= Xanthine oxidase inhibitor =

Substance inhibiting xanthine oxidase

A xanthine oxidase inhibitor is any substance that inhibits the activity of xanthine oxidase, an enzyme involved in purine metabolism. In humans, inhibition of xanthine oxidase reduces the production of uric acid, and several medications that inhibit xanthine oxidase are indicated for treatment of hyperuricemia and related medical conditions including gout. Xanthine oxidase inhibitors are being investigated for management of reperfusion injury.

Xanthine oxidase inhibitors are of two kinds: purine analogues and others. Purine analogues include allopurinol, oxypurinol, and tisopurine. Others include febuxostat, topiroxostat, and inositols (phytic acid and myo-inositol).

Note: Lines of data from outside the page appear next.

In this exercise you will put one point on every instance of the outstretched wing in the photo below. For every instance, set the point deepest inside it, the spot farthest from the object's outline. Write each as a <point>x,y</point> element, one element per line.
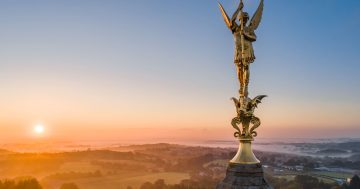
<point>257,100</point>
<point>225,16</point>
<point>256,19</point>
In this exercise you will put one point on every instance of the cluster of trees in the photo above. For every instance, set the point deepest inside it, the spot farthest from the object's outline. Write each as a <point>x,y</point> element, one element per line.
<point>22,184</point>
<point>117,166</point>
<point>184,184</point>
<point>308,182</point>
<point>300,182</point>
<point>74,175</point>
<point>30,183</point>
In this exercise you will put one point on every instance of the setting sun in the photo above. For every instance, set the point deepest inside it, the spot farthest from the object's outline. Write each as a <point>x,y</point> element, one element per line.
<point>39,129</point>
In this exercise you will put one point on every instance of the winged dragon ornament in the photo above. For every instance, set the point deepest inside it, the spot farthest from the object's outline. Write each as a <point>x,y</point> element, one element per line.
<point>244,35</point>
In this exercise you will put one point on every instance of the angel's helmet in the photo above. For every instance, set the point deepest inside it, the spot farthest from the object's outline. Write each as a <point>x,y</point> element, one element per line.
<point>245,16</point>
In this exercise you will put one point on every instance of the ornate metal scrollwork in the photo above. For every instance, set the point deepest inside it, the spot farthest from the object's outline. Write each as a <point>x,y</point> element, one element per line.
<point>245,116</point>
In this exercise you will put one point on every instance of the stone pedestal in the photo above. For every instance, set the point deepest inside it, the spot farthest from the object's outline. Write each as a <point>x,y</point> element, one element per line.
<point>244,176</point>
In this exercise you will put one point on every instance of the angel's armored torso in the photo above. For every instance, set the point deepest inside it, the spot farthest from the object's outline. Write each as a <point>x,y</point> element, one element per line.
<point>249,37</point>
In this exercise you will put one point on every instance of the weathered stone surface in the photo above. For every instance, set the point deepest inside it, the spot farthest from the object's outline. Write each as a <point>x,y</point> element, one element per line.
<point>244,176</point>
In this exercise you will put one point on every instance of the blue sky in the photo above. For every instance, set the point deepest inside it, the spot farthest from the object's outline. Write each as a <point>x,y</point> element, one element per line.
<point>173,59</point>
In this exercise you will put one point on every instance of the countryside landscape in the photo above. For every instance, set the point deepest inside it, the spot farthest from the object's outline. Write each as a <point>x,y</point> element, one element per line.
<point>163,165</point>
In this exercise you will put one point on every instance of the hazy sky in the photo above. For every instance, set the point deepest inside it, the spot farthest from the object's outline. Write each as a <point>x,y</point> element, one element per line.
<point>163,69</point>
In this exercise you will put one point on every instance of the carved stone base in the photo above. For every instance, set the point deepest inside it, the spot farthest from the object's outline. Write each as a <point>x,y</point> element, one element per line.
<point>244,176</point>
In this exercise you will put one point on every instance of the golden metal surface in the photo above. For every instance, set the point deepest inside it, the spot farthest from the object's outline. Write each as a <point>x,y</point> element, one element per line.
<point>245,121</point>
<point>245,154</point>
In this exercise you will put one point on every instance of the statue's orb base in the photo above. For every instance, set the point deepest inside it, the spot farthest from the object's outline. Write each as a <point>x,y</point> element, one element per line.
<point>244,176</point>
<point>245,154</point>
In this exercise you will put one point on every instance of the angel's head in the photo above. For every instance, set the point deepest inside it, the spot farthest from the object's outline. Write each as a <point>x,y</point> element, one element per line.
<point>244,16</point>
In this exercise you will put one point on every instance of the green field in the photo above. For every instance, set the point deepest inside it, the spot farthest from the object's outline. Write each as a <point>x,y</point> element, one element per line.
<point>122,182</point>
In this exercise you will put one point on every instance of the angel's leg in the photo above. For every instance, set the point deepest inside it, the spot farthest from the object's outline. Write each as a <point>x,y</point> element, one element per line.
<point>246,76</point>
<point>240,77</point>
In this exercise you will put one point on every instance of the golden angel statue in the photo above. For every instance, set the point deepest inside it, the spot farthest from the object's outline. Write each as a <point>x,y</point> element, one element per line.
<point>244,36</point>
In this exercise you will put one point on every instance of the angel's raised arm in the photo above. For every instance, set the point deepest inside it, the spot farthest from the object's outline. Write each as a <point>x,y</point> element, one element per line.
<point>236,13</point>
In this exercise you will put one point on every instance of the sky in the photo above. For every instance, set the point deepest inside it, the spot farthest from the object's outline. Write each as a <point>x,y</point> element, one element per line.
<point>163,69</point>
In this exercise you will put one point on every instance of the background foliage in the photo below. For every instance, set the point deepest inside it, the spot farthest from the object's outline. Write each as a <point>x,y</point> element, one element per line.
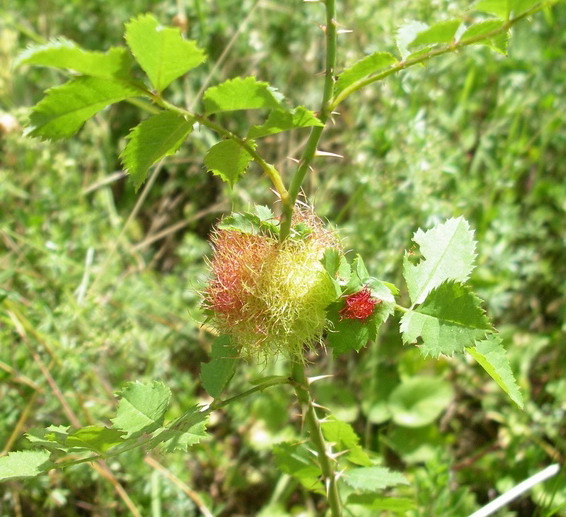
<point>100,286</point>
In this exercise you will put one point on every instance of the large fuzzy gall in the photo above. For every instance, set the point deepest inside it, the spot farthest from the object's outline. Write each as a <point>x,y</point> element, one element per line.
<point>270,297</point>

In experiments, numerous natural products have been found to inhibit xanthine oxidase in vitro or in model animals (mice, rats). These include three flavonoids that occur in many different fruits and vegetables: kaempferol, myricetin, and quercetin. More generally, planar flavones and flavonols with a 7-hydroxyl group inhibit xanthine oxidase. An essential oil extracted from Cinnamomum osmophloeum inhibits xanthine oxidase in mice. The natural product propolis from selected sources inhibits xanthine oxidase in rats; the specific substance responsible for this inhibition has not been identified, and the generality of these findings is unknown. An extract of leaves of Pistacia integerrima also inhibits xanthine oxidase at a level that appears to merit further research.

In folk medicine the tree fern Cyathea spinulosa (formerly Alsophila spinulosa) has been used for gout, but its most active component, caffeic acid, is only a weak inhibitor of xanthine oxidase.